How to Eat Apple Pie

Ingredients:

1 piece of apple pie (the kind with the apples still crisp and coated in only cinnamon, with the kind of crust that you imagine when you imagine baking a whole pie crust to eat by itself and by yourself. I prefer pie a day old, when the flavors have become friends and the warmth left is a result of the pie and not the other way around)


1 half-piece of bacon (the kind of bacon that is leftover from breakfast and is lovingly split between you and your brother. The last piece of bacon is usually the best, but this is difficult to prove. Any good real bacon will do in a pinch, but sharing always adds to the satisfaction)

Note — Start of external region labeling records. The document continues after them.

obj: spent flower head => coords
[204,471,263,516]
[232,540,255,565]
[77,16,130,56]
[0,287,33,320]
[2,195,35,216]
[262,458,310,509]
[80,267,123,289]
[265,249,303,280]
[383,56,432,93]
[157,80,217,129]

1 drizzle of homemade caramel sauce, also a day or so old (the kind made with heavy cream, real butter, love and vigilance: “watch the sugar carefully but do not stir or touch it!” is a difficult triumph)


Lastly, 1 splash of coffee. Note that this coffee should be at least a few hours old, preferably from the fourth or fifth cup of the day, the one you have been nursing for the better part of the morning or even afternoon. The first coffee of the morning, the kind you reach for zombie-like before you can think of or muster anything else, should be savored by itself and in hearty quantities. The coffee used for this pie should have been sitting on a desk while you have written or on a windowsill while you have read. It should have heard at least a few conversations, perhaps been microwaved once or twice to be fully matured. It’s purpose here is not to lift the spirits, but to remind them why they are lifted. It is more sacramental than foundational: the communion rather than the salvation.


Note: Apple pie, all pie rather, is exceptional cold or lukewarm, but I like this mixture warmed, once all the components have met in a sprinkling of introductions. If weather permits, eat the pie outside, observing the both the earth and the Creator you are enjoying.